Przyszedł ten Kowalski. Szef też.
- o Strzelecki. Kope lat
Zaczęliśmy się śmiać.
- podoba się grafik?
- nie - powiedziałam jednocześnie z Piotrkiem
Szef się za głowę chwycił.
- nie podoba mi się ten pan Kowalski, który jeździ z moją żoną, ponieważ Pan Mateusz jako obstawa jej wystarczy.

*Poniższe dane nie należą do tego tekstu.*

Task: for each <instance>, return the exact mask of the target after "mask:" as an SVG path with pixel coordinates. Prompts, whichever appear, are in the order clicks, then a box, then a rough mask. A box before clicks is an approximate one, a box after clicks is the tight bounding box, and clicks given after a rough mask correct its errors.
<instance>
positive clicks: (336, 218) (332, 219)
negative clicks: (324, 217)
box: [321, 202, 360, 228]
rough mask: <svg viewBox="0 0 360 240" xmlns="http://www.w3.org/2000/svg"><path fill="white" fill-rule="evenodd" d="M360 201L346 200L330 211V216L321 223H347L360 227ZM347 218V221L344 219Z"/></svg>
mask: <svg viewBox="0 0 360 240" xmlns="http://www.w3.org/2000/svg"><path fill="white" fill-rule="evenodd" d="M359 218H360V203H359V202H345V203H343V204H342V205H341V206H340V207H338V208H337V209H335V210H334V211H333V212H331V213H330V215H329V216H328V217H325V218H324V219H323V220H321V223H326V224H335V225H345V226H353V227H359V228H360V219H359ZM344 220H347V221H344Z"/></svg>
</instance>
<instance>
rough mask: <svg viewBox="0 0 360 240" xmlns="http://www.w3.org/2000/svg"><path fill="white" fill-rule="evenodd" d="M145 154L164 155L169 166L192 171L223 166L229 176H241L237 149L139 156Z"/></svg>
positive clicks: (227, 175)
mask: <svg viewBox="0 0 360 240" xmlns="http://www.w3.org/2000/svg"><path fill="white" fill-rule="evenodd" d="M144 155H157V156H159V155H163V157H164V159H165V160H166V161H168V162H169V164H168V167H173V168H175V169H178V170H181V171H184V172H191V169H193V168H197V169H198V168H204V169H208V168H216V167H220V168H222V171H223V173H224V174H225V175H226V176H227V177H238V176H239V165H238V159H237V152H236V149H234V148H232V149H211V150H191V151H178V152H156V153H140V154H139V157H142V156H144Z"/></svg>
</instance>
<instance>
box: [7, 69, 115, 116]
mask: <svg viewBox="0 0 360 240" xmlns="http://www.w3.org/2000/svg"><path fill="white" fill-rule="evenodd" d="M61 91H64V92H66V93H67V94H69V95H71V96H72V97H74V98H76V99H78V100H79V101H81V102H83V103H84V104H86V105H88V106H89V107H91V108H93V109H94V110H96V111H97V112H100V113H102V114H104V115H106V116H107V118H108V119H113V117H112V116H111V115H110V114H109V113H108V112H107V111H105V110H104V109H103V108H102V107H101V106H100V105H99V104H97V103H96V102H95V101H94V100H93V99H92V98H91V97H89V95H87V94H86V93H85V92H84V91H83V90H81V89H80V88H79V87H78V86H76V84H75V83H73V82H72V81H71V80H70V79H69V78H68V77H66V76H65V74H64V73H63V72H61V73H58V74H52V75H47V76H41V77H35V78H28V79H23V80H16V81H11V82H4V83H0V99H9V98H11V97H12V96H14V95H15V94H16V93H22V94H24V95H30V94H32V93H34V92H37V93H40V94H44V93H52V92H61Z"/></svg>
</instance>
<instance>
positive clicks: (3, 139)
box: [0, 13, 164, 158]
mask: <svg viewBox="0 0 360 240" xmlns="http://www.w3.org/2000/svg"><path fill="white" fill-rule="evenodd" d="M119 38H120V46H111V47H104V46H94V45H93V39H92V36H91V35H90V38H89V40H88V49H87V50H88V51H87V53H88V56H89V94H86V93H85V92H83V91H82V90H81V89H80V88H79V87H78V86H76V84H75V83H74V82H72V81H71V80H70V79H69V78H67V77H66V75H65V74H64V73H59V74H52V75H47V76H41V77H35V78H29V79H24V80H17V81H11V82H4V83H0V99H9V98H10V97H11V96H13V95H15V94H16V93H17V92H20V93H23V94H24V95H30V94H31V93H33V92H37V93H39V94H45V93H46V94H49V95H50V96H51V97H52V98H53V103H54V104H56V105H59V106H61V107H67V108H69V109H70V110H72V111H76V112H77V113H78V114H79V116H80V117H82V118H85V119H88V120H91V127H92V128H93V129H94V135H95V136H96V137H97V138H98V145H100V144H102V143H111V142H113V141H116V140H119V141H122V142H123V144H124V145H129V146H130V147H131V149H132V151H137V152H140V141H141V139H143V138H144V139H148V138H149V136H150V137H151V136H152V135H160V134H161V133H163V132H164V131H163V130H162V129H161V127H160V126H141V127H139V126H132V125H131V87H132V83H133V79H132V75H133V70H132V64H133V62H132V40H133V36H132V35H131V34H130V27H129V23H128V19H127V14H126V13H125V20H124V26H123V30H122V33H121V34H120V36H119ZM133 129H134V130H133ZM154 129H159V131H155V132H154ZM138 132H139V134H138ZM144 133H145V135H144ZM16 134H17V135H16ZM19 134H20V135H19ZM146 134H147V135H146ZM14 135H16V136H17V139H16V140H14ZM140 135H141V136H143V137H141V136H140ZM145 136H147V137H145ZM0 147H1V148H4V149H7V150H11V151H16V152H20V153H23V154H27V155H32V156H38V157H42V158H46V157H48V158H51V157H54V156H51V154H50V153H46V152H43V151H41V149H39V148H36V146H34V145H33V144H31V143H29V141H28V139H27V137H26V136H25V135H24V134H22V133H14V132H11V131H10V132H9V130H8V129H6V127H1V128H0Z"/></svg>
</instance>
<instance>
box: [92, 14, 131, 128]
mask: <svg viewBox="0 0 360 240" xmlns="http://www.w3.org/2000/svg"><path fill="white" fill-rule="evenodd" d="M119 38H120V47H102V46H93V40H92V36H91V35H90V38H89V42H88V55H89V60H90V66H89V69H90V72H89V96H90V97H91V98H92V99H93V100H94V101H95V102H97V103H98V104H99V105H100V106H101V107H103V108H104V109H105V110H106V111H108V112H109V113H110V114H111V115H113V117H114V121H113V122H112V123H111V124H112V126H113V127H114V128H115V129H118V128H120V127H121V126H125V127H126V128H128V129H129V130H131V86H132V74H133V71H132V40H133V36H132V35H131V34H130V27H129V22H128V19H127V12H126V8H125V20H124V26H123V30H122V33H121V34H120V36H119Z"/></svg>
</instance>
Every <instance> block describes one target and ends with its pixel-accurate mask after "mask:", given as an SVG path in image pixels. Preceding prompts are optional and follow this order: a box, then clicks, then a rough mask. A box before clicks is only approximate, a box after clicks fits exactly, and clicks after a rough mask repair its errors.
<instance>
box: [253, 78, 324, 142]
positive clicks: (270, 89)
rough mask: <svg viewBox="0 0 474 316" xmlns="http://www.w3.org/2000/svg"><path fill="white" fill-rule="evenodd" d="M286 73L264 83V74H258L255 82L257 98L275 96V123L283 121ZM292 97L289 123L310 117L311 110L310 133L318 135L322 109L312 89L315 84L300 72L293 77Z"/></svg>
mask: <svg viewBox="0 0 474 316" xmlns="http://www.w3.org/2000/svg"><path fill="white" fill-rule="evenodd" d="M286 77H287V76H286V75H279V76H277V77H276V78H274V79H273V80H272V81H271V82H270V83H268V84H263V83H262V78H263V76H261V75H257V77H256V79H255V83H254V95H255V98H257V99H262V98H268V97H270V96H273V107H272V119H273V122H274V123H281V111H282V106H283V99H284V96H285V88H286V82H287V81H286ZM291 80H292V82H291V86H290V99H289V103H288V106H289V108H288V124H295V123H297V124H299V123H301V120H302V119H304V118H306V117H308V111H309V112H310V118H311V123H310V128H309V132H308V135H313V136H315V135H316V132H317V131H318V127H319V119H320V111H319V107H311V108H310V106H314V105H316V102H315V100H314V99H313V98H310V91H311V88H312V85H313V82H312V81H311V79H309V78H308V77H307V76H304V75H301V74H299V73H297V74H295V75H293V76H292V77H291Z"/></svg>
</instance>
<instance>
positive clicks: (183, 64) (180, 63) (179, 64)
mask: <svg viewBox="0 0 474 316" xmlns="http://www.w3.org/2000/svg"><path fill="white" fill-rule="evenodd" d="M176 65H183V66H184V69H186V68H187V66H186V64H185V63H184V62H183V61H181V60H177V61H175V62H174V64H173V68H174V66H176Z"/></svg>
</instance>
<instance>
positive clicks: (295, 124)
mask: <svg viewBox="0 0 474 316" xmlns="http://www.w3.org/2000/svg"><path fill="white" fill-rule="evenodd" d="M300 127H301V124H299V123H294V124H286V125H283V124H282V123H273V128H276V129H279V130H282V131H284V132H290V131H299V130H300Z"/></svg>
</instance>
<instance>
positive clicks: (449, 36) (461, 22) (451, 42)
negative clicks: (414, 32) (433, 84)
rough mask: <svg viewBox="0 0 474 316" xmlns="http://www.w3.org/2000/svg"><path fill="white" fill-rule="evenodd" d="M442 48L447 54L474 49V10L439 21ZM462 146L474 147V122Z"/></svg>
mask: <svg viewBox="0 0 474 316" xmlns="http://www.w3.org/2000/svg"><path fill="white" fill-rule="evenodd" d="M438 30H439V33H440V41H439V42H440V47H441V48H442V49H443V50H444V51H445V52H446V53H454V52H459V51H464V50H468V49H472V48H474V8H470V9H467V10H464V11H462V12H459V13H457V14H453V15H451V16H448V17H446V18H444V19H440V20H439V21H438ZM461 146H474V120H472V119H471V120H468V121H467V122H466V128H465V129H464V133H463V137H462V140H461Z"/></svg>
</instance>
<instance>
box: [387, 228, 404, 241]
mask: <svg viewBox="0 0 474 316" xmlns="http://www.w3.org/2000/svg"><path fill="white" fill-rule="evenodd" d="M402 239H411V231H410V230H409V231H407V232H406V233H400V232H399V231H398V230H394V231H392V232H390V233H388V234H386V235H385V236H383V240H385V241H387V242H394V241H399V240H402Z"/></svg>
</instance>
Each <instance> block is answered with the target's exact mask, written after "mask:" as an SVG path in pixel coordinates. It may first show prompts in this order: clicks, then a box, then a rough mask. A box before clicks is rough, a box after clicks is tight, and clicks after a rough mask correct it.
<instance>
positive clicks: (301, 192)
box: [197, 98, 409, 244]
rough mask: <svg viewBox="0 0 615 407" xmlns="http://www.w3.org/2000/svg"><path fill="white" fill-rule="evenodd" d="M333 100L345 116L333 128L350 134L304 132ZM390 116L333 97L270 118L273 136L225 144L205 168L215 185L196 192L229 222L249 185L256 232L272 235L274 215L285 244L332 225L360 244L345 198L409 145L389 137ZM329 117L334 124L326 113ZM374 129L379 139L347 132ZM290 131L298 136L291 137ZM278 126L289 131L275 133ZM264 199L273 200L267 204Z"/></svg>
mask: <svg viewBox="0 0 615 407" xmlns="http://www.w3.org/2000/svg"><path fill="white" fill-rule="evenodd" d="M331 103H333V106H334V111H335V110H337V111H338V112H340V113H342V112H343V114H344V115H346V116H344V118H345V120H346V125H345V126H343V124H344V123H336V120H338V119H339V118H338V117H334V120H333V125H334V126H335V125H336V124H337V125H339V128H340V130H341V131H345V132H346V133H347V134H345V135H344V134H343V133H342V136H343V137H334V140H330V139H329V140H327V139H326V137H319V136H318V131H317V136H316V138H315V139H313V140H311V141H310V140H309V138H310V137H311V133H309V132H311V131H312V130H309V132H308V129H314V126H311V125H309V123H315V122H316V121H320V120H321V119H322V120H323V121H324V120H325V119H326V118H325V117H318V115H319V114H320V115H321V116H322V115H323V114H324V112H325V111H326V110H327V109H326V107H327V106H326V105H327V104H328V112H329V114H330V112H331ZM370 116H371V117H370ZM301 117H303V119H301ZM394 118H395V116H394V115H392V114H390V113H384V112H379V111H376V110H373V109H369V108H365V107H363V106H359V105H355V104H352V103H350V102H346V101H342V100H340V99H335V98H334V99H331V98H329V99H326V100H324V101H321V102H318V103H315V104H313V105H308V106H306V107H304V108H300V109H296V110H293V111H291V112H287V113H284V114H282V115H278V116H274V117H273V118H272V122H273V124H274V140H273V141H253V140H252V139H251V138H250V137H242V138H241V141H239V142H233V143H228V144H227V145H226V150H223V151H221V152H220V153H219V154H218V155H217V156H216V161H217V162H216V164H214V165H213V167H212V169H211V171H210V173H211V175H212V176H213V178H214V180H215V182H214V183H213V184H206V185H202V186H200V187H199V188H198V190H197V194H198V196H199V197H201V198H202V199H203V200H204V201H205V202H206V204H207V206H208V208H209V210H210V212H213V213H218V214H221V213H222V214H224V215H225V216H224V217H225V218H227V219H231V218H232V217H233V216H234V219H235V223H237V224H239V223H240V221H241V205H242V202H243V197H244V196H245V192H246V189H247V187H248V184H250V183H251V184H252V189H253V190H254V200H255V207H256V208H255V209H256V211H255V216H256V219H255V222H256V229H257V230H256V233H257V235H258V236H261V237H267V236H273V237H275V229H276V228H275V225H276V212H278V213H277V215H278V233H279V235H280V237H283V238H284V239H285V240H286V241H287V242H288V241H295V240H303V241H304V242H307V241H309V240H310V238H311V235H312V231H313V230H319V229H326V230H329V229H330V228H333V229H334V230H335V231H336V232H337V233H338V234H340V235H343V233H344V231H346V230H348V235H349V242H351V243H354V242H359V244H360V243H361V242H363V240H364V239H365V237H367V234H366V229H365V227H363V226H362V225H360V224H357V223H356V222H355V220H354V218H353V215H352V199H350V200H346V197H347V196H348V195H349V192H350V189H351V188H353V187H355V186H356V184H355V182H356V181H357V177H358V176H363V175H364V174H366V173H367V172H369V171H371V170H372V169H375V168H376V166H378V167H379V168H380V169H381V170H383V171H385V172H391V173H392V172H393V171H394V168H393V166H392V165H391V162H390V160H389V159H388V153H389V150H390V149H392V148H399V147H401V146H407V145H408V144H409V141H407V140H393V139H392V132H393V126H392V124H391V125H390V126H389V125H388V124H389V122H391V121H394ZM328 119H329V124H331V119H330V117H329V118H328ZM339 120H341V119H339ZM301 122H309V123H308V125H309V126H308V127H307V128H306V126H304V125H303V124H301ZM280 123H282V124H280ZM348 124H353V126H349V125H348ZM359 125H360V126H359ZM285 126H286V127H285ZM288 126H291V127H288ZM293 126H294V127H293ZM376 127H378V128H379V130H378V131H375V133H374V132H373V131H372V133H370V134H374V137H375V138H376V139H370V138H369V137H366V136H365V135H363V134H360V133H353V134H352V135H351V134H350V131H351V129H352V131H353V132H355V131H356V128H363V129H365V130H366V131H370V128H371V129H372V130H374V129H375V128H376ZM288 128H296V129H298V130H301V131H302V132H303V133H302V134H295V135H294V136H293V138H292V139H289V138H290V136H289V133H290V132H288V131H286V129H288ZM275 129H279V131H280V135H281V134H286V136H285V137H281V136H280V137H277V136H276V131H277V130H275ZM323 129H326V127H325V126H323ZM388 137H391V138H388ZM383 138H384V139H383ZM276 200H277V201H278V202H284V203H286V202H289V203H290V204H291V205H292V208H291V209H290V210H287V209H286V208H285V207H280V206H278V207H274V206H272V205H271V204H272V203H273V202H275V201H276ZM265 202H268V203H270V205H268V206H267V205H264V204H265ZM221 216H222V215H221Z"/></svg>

- dobrze wiedzieć, że ci się nie
podoba - mówię ze śmiechem
Zaczęliśmy się śmiać.
- dobrze zmienimy to.
Damy Adama, może być?
- no już wolę go. - Piotrek macha ręką.
- szefie nie dobrze. On woli Adama. - mówię i się śmieje. Potem wszyscy oprócz Piotrka i tego Kowalskiego.
Szef poprawił grafik a ten się patrzy.
- o co chodzi? - Adrian
- o tramwaj do Łodzi - Piotrek
Zaczęliśmy się śmiać
- dlaczego jesteś dla mnie nie miły
- ale ja właśnie jestem miły.
Wybuchłam śmiechem
- Martynka proszę.
- co prosisz?
Zaczęliśmy się śmiać a Piotrek się załamał.
Przyszedł Adam.
- cześć Adaś. Wiesz, że Piotrek woli ciebie. - nadal się śmiejemy.
- a im co się stało?
- sam się właśnie zastanawiam - Piotrek
Przytuliłam się do Piotrka a on dał mi buziaka.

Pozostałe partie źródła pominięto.